The deep drilling techniques first developed by salt prospectors created the tools that would define the modern world, radically changing the understanding of underground salt deposits.

• Drilling Technology: The ancient percussion drilling techniques used in Sichuan, China, and later in Kanawha, Virginia (now West Virginia), employed a chisel on a long shaft struck by a hammer. By the early nineteenth century, Americans had refined this method with the invention of the jar—an improved connection between the driving shaft and the drill shaft designed to withstand the constant pounding. However, the Chinese had already used similar elaborate techniques for centuries. The rotary drill, developed in Europe and used in China by 1943, eventually replaced the old percussion method. In China, the Shen Hai well, drilled in 1835 in Zigong, reached 3,300 feet, making it the deepest drilled well in the world at the time.
• Theories of Origin: Geological debates persisted about the origin of salt. Theories included Descartes’s idea that freshwater evaporates and the hard salt particles remain, with fissures allowing seawater to seep and harden into rock salt. Another hypothesis was that gypsum (a soft mineral) turned into salt, or that salt came from the air or alkali (which turned out to be true, as alkali are bases).
• Salt Domes and Petroleum: This focus on deep underground structures led directly to the age of oil. Edwin Drake, after studying salt drilling techniques, drilled 69.5 feet in Titusville, Pennsylvania, in 1859, and struck oil, shocking many who believed oil would not be abundant. The most significant event occurred in 1901 when Pattillo Higgins and Anthony Lucas ignored geological advice and drilled a Texas salt dome called Spindletop. Spindletop demonstrated that a single spot could produce enormous quantities of oil in a short period, leading the U.S. to surpass Russia as the largest oil producer. The three most important discoveries in American oil history—Titusville, Spindletop, and the East Texas Field—were all drilled against the advice of geologists.
• Modern Rock Salt Mining: Today, massive salt domes, such as the one under Avery Island, Louisiana, are mined using modern equipment. This dome, estimated to be 40,000 feet deep, is mined in wide benches with 28-foot ceilings. Cargill, which took over mining in 1997, extracts 2.5 million tons annually. The mine’s equipment—trucks, bulldozers, and scalers (machines that munch away at the walls)—are assembled below ground, as it is not cost-effective to bring old equipment back up. Salt’s sealing ability also led engineers to propose using salt mines for nuclear waste storage, though the risk of incomplete sealing remains a serious concern.

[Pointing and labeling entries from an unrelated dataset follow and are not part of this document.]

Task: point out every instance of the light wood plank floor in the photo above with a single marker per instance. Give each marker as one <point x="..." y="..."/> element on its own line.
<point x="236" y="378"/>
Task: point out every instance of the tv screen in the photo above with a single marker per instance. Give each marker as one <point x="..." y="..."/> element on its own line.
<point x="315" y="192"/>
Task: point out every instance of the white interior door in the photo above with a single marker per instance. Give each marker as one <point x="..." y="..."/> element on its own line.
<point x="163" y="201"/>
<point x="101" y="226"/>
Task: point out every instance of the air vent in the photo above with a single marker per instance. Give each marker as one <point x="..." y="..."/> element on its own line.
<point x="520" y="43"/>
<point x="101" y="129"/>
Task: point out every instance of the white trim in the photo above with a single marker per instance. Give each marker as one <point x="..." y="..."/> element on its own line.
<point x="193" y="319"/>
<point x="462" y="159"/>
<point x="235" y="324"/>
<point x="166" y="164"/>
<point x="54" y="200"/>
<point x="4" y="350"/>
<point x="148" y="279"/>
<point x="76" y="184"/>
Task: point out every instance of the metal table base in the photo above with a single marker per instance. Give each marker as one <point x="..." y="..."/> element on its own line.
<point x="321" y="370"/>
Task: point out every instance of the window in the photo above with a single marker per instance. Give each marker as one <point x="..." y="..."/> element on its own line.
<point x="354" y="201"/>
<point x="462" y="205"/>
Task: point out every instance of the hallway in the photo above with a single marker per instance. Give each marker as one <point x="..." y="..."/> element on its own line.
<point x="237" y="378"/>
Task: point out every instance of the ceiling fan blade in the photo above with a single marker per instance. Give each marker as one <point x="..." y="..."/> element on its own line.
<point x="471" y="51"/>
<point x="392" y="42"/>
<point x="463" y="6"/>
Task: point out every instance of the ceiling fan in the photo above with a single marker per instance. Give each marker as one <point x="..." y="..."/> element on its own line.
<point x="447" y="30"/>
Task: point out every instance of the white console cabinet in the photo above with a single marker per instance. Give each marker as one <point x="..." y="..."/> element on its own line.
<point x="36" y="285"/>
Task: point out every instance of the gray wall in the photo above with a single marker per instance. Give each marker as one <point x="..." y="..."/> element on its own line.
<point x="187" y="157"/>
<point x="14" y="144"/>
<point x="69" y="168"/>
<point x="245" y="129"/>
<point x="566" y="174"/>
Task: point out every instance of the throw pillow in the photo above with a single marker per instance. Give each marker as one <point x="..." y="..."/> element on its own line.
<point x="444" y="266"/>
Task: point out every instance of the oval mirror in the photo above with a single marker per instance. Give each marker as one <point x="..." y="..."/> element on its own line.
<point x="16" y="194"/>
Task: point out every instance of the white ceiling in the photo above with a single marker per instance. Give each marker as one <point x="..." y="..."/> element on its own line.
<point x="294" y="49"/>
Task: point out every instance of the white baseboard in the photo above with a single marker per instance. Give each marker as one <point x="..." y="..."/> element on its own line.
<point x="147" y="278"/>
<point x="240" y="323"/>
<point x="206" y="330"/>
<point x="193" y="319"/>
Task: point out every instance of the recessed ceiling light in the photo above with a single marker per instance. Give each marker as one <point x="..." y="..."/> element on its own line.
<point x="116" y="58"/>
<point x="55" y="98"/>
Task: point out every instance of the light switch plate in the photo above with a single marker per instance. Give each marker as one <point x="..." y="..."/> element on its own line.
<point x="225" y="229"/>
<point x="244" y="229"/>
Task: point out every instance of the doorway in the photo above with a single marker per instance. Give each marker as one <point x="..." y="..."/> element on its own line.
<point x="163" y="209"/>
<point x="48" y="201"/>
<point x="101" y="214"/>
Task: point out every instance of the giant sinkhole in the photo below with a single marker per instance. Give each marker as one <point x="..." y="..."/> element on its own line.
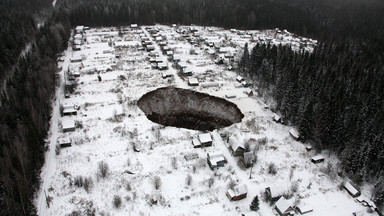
<point x="185" y="108"/>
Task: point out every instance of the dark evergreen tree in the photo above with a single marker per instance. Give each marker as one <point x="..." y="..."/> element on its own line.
<point x="255" y="204"/>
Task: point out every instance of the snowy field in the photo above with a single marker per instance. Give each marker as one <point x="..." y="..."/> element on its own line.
<point x="114" y="73"/>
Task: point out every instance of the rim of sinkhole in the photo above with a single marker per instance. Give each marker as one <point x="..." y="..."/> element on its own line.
<point x="184" y="108"/>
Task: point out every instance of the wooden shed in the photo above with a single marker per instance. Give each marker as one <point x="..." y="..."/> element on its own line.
<point x="64" y="142"/>
<point x="68" y="125"/>
<point x="283" y="207"/>
<point x="215" y="160"/>
<point x="238" y="193"/>
<point x="236" y="147"/>
<point x="351" y="189"/>
<point x="205" y="139"/>
<point x="317" y="159"/>
<point x="274" y="193"/>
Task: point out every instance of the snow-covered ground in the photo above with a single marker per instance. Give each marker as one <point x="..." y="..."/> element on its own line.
<point x="110" y="124"/>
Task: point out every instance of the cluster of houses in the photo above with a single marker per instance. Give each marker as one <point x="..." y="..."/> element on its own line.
<point x="79" y="37"/>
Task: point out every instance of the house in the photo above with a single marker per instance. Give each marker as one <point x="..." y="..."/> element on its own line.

Act V: The Last Days of the Old Guard

The ancient centers of salt production struggled to adapt to the new age where the chemical definition of the rock had surpassed the value of the rock itself.

The Chinese salt industry, famed for its ingenuity, eventually succumbed to modernization. In Sichuan, the traditional derricks (towers of weather-beaten tree trunks, symbolized by the character jing) dotted the landscape of Zigong. By 1960, the last percussion-drilled shaft was completed. The old brine-boiling houses, which used natural gas piped through bamboo, faded. Today, Zigong has largely modernized, using rock salt mining and vacuum evaporators, making uniform white salt crystals. The historic Shen Hai well, drilled in 1835, still operates but is considered a mere relic.

In England, the historical Cheshire salt district, once dominated by the black sky of coal smoke and scarred white with pan scale, is now green English countryside. The growing disaster of the ground collapsing due to salt extraction was euphemistically called subsidence, spawning religious sermons that compared the sinking boiling houses to hell. Though the area struggled to save its last saltworks as a museum, sinkholes continue to appear, covering the land in grass and shrubs.

The salt wars that had fueled empires for millennia had ended, defeated not by conquest, but by chemistry. As William Brownrigg had predicted in the mid-eighteenth century, “Old arts are improved and new ones daily invented,” permanently altering the quest for salt. Common salt, once the most critical commodity, had become a nuisance in the Dead Sea Works, constantly raising the height of evaporation pond bottoms and flooding hotel basements.